| 要旨トップ | 目次 | 日本生態学会第65回全国大会 (2018年3月、札幌) 講演要旨
ESJ65 Abstract


一般講演(ポスター発表) P3-071  (Poster presentation)

竹林拡大のメカニズム研究 〜地上部におけるタケと樹木の光獲得競争と成長〜

*小林慧人, 北山兼弘, 小野田雄介(京大・農・森林生態)

 近年、西日本を中心に管理放棄された竹林(モウソウチク林)の拡大が深刻であり、拡大のメカニズムを明らかにすることは竹林管理を検討する上で重要な課題である。モウソウチク(以下、タケ)は中空の構造をもち、樹木よりも、著しく少ないバイオマス投資量で同程度の高さ成長が可能なため、バイオマス投資量あたりの光獲得量が高いことが予想される。この特性により、タケは樹木との光競争で有利になり、竹林拡大に関係している可能性がある。
 そこで本研究では、上記の可能性を検証するため、タケと樹木が混在する13のプロット(5m×5m)において、タケと樹木の相対成長速度と光の獲得・利用様式を解析した。
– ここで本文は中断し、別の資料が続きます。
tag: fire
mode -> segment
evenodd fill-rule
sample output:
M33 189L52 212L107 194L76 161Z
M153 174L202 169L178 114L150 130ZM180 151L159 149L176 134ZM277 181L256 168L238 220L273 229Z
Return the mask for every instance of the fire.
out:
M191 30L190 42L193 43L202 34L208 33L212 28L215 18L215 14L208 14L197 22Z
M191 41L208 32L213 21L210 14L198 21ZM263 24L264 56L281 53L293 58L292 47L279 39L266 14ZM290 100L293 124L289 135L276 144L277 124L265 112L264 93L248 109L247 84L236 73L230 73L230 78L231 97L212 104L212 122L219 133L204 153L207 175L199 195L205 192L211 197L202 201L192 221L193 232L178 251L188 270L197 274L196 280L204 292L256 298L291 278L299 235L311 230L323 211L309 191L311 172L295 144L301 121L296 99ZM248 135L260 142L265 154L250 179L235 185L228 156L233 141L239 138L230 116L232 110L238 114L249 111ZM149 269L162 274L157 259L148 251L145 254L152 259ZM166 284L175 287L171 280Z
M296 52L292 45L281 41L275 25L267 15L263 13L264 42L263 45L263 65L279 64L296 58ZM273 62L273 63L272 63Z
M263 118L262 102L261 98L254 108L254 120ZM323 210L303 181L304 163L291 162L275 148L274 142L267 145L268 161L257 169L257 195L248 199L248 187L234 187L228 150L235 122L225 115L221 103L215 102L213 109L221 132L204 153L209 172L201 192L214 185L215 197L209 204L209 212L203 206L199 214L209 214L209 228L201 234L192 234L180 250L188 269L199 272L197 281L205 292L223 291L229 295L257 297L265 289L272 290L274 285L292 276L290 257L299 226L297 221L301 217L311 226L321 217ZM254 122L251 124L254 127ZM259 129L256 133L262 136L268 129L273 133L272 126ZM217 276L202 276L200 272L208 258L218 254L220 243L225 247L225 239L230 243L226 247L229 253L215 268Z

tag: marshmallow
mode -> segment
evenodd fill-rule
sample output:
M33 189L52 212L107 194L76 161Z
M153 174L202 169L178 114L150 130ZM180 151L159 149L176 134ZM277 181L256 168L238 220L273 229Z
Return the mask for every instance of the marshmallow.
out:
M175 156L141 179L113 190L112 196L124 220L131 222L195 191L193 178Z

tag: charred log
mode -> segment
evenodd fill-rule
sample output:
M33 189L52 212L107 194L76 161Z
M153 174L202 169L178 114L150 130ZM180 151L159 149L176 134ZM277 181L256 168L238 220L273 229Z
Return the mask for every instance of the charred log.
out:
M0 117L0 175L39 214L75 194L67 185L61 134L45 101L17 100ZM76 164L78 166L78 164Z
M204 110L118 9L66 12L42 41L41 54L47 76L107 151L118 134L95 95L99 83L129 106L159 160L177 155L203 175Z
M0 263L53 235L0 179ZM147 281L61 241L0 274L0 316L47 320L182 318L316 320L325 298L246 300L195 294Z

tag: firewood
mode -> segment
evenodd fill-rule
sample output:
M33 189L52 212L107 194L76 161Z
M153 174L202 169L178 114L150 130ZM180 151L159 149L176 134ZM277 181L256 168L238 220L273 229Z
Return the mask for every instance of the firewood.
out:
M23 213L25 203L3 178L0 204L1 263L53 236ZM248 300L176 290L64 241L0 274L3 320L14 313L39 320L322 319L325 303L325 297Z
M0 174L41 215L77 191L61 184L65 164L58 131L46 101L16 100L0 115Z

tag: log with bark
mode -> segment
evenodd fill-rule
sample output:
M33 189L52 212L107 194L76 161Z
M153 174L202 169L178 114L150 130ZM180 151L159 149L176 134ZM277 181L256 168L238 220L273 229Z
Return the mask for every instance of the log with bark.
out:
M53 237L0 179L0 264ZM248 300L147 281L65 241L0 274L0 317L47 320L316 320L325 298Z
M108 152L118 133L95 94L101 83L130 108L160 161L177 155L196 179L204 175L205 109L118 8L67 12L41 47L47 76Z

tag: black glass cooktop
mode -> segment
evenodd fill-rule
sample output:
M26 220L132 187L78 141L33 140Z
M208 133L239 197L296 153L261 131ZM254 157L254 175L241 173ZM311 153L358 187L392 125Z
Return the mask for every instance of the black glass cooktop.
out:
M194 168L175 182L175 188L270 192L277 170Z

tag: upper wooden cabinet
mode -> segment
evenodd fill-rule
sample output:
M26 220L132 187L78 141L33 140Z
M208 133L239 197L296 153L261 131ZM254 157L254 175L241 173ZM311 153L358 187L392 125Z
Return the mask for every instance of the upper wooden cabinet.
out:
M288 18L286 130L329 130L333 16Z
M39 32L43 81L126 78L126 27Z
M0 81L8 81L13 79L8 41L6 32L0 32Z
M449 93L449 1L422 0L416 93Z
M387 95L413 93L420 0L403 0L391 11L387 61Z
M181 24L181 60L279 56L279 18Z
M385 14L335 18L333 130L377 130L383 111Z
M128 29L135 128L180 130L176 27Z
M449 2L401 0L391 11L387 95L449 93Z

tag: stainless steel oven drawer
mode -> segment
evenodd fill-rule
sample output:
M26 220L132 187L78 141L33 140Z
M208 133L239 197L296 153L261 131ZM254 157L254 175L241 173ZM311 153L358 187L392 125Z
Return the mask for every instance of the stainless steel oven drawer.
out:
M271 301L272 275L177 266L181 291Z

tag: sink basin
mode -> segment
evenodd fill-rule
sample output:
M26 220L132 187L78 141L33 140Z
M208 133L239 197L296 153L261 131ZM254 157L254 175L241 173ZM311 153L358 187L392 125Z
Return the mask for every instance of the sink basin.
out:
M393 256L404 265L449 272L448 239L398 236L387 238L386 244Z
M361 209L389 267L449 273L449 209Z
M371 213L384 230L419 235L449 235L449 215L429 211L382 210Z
相対成長速度は、バイオマスあたりの光獲得量(光獲得効率)と、獲得した光あたりのバイオマス生産量(光利用効率)の積と考えることができる。さらに光獲得効率は、バイオマスあたりの高さと、高さあたりの光獲得量の2つの要素に分けられる。解析の結果、タケは樹木よりも平均で20%ほど高さが低く、各個体上部の光環境は77%低かったが、相対成長速度は70%高かった。この原因として、タケは、高さ成長に伴うバイオマス投資量が81%少なく、そのために光獲得効率が2倍高かったためである。一方で光利用効率には明確な違いはなかった。これらの特性により、モウソウチクは、樹木よりも2割程度背丈が低くても、中空というユニークな茎特性を持つことで、樹木との光競争で有利になる場合があることがわかった。